Recursive change-making algorithm

user1681664 picture user1681664 · Sep 20, 2012 · Viewed 15.5k times · Source

Given a target amount and a list of coin denominations, my code is supposed to find the fewest coins needed to reach the target amount.

Examples:

  • C(78, [1, 5, 10, 25, 50]) = 6

    • we can make 78 from 3x25 + 3x1, so 6 coins are required
  • C(48, [1, 7, 24, 42]) = 2

    • 48 = 2x24, so 2 coins are sufficient
  • C(35, [1, 3, 16, 30, 50]) = 3

    • we can make 35 from 2x16 + 1x3, so 3 coins suffice

I made the code with for loops, but how do I make it recursive?

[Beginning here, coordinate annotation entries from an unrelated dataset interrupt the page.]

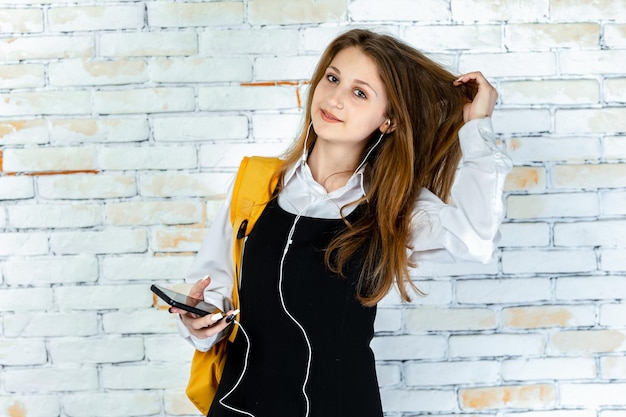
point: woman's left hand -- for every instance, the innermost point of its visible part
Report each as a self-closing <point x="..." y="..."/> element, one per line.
<point x="485" y="100"/>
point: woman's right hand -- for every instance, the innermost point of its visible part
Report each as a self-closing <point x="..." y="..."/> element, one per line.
<point x="200" y="326"/>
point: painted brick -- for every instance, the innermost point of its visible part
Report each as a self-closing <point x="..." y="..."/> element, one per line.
<point x="587" y="341"/>
<point x="398" y="400"/>
<point x="26" y="299"/>
<point x="126" y="403"/>
<point x="606" y="233"/>
<point x="27" y="131"/>
<point x="593" y="395"/>
<point x="569" y="149"/>
<point x="614" y="148"/>
<point x="552" y="316"/>
<point x="177" y="239"/>
<point x="542" y="36"/>
<point x="451" y="319"/>
<point x="22" y="76"/>
<point x="613" y="260"/>
<point x="452" y="373"/>
<point x="159" y="212"/>
<point x="148" y="321"/>
<point x="46" y="47"/>
<point x="147" y="157"/>
<point x="614" y="90"/>
<point x="229" y="157"/>
<point x="251" y="41"/>
<point x="502" y="291"/>
<point x="268" y="12"/>
<point x="93" y="18"/>
<point x="273" y="127"/>
<point x="589" y="176"/>
<point x="409" y="347"/>
<point x="23" y="244"/>
<point x="550" y="92"/>
<point x="185" y="185"/>
<point x="54" y="215"/>
<point x="613" y="367"/>
<point x="51" y="379"/>
<point x="513" y="64"/>
<point x="154" y="376"/>
<point x="49" y="159"/>
<point x="199" y="128"/>
<point x="144" y="100"/>
<point x="30" y="405"/>
<point x="522" y="121"/>
<point x="612" y="315"/>
<point x="167" y="348"/>
<point x="515" y="396"/>
<point x="526" y="179"/>
<point x="156" y="43"/>
<point x="615" y="35"/>
<point x="102" y="297"/>
<point x="169" y="14"/>
<point x="593" y="62"/>
<point x="552" y="205"/>
<point x="16" y="188"/>
<point x="192" y="69"/>
<point x="21" y="20"/>
<point x="524" y="234"/>
<point x="388" y="374"/>
<point x="589" y="288"/>
<point x="548" y="261"/>
<point x="101" y="242"/>
<point x="51" y="325"/>
<point x="502" y="344"/>
<point x="548" y="369"/>
<point x="511" y="11"/>
<point x="285" y="68"/>
<point x="573" y="10"/>
<point x="445" y="37"/>
<point x="22" y="352"/>
<point x="388" y="320"/>
<point x="51" y="270"/>
<point x="613" y="202"/>
<point x="45" y="102"/>
<point x="135" y="267"/>
<point x="89" y="72"/>
<point x="79" y="350"/>
<point x="247" y="98"/>
<point x="99" y="130"/>
<point x="86" y="186"/>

def C(i, coins, cdict = None):
    if cdict == None:
        cdict = {}
    if i <= 0:
        cdict[i] = 0
        return cdict[i]
    elif i in cdict:
        return cdict[i]
    elif i in coins:
        cdict[i] = 1
        return cdict[i]
    else:
        min = 0
        for cj in coins:
            result = C(i - cj, coins)
            if result != 0:
                if min == 0 or (result + 1) < min:
                    min = 1 + result
        cdict[i] = min
        return cdict[i]

Answer

&#211;scar L&#243;pez picture Óscar López · Sep 20, 2012

It's the change-making problem. Here's the standard recursive solution, V is the list of coins and C the target amount of money:

def min_change(V, C):
    def min_coins(i, aC):
        if aC == 0:
            return 0
        elif i == -1 or aC < 0:
            return float('inf')
        else:
            return min(min_coins(i-1, aC), 1 + min_coins(i, aC-V[i]))
    return min_coins(len(V)-1, C)

And this is an optimized version, using dynamic programming:

def min_change(V, C):
    m, n = len(V)+1, C+1
    table = [[0] * n for x in xrange(m)]
    for j in xrange(1, n):
        table[0][j] = float('inf')
    for i in xrange(1, m):
        for j in xrange(1, n):
            aC = table[i][j - V[i-1]] if j - V[i-1] >= 0 else float('inf')
            table[i][j] = min(table[i-1][j], 1 + aC)
    return table[m-1][n-1]

Both implementations will always return the optimal solution, but the second one will be much faster for large inputs. Notice that the greedy algorithm suggested in other answers gives an optimal solution only for certain combinations of currency - for instance, it works for the American coins.